Using the External Shuffle Service to Improve Performance

Scenario

When the Spark system runs applications that contain a shuffle process, an executor process also writes shuffle data and provides shuffle data for other executors in addition to running tasks. If the executor is heavily loaded and GC occurs, the executor cannot provide shuffle data for other Executors, affecting task running.

The external shuffle service is an auxiliary service in NodeManager. It captures shuffle data to reduce the load on executors.
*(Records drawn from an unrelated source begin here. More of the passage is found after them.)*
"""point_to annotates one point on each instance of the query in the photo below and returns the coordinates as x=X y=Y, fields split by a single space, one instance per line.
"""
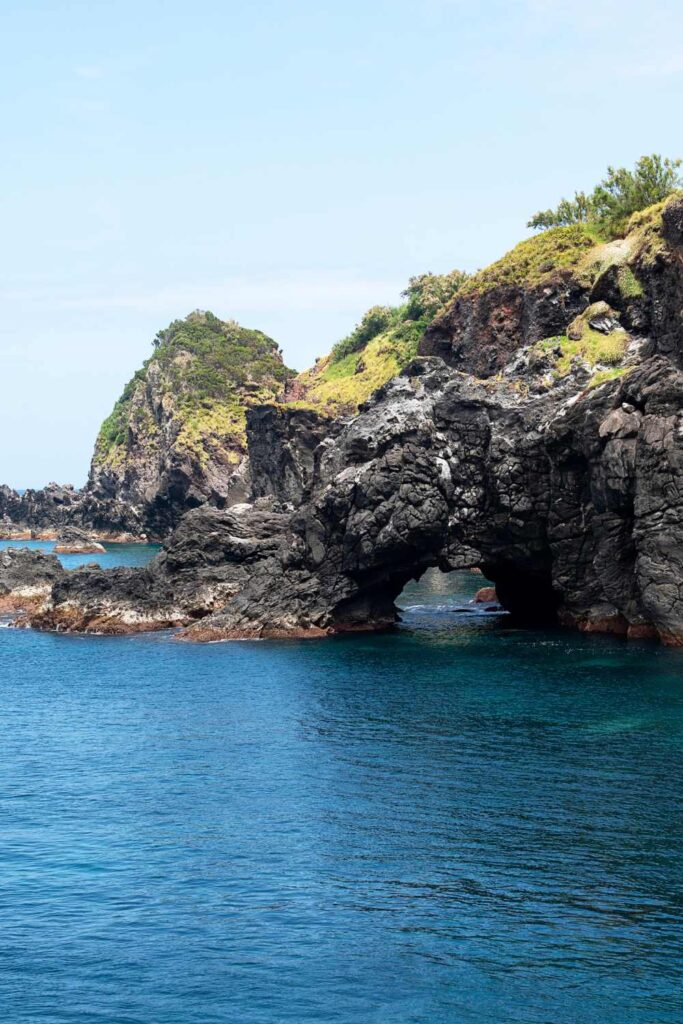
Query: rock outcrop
x=77 y=542
x=176 y=438
x=44 y=514
x=556 y=468
x=27 y=579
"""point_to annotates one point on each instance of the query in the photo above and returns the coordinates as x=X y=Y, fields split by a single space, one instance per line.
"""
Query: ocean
x=454 y=822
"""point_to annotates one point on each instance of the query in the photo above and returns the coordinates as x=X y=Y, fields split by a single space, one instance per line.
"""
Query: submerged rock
x=77 y=542
x=552 y=463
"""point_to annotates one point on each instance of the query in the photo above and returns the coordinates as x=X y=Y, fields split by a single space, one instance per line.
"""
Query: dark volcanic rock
x=559 y=476
x=27 y=578
x=480 y=333
x=77 y=542
x=284 y=450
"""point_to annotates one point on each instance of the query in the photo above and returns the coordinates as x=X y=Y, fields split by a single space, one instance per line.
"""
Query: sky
x=286 y=164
If GC occurs on an executor, tasks on other executors are not affected.

Procedure

  1. Enable the external shuffle service on NodeManager.
    1. On MRS Manager (for details about how to log in to MRS Manager, see Login to MRS Manager), choose Services > Yarn > Service Configuration and choose Yarn > Customize to add the following configuration items to yarn-site.xml:
      <property>
          <name>yarn.nodemanager.aux-services</name>
          <value>spark_shuffle</value>
      </property>
      <property>
          <name>yarn.nodemanager.aux-services.spark_shuffle.class</name>
          <value>org.apache.spark.network.yarn.YarnShuffleService</value>
      </property>

      Parameter

      Description

      yarn.nodemanager.aux-services

      A long-term auxiliary service in NodeManager for improving shuffle computing performance

      yarn.nodemanager.aux-services.spark_shuffle.class

      Class of an auxiliary service in NodeManager

    2. Add a dependency JAR file.

      Copy ${SPARK_HOME}/lib/spark-1.5.1-yarn-shuffle.jar to the ${HADOOP_HOME}/share/hadoop/yarn/lib/ directory.

    3. Restart the NodeManager process so that the external shuffle service is started.
  2. Apply the external shuffle service to Spark applications.
    • Add the following configuration items to the client installation directory /Spark/spark/conf/spark-defaults.conf:
      spark.shuffle.service.enabled   true
      spark.shuffle.service.port      7337

      Parameter

      Description

      spark.shuffle.service.enabled

      A long-term auxiliary service in NodeManager for improving shuffle computing performance The default value is false, indicating that this function is disabled.

      spark.shuffle.service.port

      Port for the shuffle service to monitor requests for obtaining data. This parameter is optional and its default value is 7337.

      1. If the yarn.nodemanager.aux-services configuration item exists, add spark_shuffle to its value. Use a comma to separate this value from other values.

      2. The value of spark.shuffle.service.port must be the same as that in the yarn-site.xml file.